Copyright (c) 2014 Will Roberts <wildwilhelm@gmail.com>
Homepage: https://github.com/wroberts/count
This project is licensed under the terms of the MIT license (see LICENSE.md).
count works similarly to sort fruit | uniq -c. The output is
tab-separated and in alphabetical order.
addcount sums two count files produced by count, assuming that the
files are sorted in alphabetical order.
sortalph takes count data as produced by count and sorts it
alphabetically; it can also be used to sum two (or more) count files
together (even if they're not in alphabetical order):
`cat COUNT1 COUNT2 | sortalph`
sortnum is a script that calls sort -nr.
threshcount reads a count file as produced by count and outputs
only those lines whose counts are greater than the given threshold
argument.
shuffle is a short Python script which reads in a file and outputs
its lines in random order. shuf in the
GNU Coreutils is faster and
more flexible.
From tarball:
tar xf count-1.0.tar.gz
cd count-1.0/
./configure
make install
From github:
autoreconf --install
mkdir build
cd build
../configure
make install
count is faster than sort | uniq -c, but can use much more memory:
$ cat BIGFILE | wc
1653677 21751482 75598346
$ time (cat BIGFILE | sort | uniq -c > /dev/null)
real 0m50.933s
user 0m55.267s
sys 0m0.347s
$ time (cat BIGFILE | count > /dev/null)
real 0m9.233s
user 0m9.357s
sys 0m0.453s
Most of the count tools can be replicated with trivial awk scripts.

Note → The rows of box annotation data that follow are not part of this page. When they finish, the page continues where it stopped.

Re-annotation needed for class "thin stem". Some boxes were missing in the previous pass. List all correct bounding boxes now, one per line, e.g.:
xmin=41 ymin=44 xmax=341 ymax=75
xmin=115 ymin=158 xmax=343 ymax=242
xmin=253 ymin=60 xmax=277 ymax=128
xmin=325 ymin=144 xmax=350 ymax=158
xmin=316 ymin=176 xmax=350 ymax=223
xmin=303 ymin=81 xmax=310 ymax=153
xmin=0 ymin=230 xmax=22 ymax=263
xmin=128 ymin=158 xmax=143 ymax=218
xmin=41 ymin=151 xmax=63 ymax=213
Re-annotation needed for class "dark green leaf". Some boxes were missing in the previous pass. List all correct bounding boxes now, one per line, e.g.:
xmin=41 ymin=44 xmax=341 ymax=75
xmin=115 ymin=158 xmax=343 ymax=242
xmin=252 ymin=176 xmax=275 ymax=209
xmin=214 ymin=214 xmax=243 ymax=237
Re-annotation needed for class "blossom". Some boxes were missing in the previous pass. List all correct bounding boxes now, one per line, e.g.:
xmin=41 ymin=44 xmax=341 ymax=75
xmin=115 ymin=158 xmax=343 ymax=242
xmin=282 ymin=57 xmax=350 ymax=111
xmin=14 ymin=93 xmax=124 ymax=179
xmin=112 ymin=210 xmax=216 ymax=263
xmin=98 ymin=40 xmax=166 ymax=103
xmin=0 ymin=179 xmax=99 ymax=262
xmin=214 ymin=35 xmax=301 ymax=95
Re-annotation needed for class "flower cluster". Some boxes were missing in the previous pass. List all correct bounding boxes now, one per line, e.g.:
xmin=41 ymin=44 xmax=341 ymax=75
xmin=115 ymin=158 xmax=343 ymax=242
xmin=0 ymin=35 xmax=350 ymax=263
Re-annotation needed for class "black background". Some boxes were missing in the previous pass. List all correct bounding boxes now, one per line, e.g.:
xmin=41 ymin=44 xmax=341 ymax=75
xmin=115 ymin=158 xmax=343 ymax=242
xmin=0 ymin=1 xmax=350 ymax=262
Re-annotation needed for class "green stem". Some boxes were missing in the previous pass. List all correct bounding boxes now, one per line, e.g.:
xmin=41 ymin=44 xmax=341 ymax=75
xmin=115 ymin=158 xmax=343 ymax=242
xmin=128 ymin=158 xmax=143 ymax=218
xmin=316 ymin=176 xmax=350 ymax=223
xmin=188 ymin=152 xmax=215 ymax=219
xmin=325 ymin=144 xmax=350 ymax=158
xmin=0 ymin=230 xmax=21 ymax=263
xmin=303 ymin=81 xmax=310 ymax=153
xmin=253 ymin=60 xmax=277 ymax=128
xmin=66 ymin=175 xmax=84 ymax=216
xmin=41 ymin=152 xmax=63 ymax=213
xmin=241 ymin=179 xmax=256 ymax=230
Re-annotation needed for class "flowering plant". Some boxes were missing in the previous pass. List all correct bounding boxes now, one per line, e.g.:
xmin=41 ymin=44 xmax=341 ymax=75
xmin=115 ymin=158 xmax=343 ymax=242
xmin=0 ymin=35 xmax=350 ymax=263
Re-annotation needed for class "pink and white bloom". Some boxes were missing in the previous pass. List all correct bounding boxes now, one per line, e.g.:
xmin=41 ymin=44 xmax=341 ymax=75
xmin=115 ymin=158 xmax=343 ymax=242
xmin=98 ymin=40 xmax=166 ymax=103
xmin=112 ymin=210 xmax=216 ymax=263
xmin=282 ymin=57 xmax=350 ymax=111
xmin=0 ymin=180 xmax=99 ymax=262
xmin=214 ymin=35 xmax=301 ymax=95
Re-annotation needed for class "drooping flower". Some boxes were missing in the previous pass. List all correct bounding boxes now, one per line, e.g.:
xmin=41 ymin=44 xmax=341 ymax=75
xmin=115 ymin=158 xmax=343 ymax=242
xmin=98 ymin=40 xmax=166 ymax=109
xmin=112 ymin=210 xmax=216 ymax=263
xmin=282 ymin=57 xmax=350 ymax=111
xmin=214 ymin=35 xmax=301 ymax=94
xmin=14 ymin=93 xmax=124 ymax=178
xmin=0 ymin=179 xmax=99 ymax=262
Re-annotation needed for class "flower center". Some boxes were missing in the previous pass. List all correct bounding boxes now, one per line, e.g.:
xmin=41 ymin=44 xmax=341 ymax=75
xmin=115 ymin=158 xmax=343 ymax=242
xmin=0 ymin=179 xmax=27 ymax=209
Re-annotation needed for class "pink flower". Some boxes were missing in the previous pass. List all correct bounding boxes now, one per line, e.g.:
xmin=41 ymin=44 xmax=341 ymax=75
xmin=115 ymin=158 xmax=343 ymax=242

Usually, the compiled binaries are faster.
count is equivalent to, though faster than:
awk '{c[$0]++} END {OFS="\t"; for (x in c) print c[x], x}' | sort -k2
sortalph is equivalent to, though faster than:
awk 'BEGIN{FS=OFS="\t"} {v=$1; $1=""; c[substr($0,2)]+=v} END {for (x in c) print c[x], x}' | sort -k2
threshcount 2 is equivalent to, but slower than:
awk '{if (2 < $1) print $0}'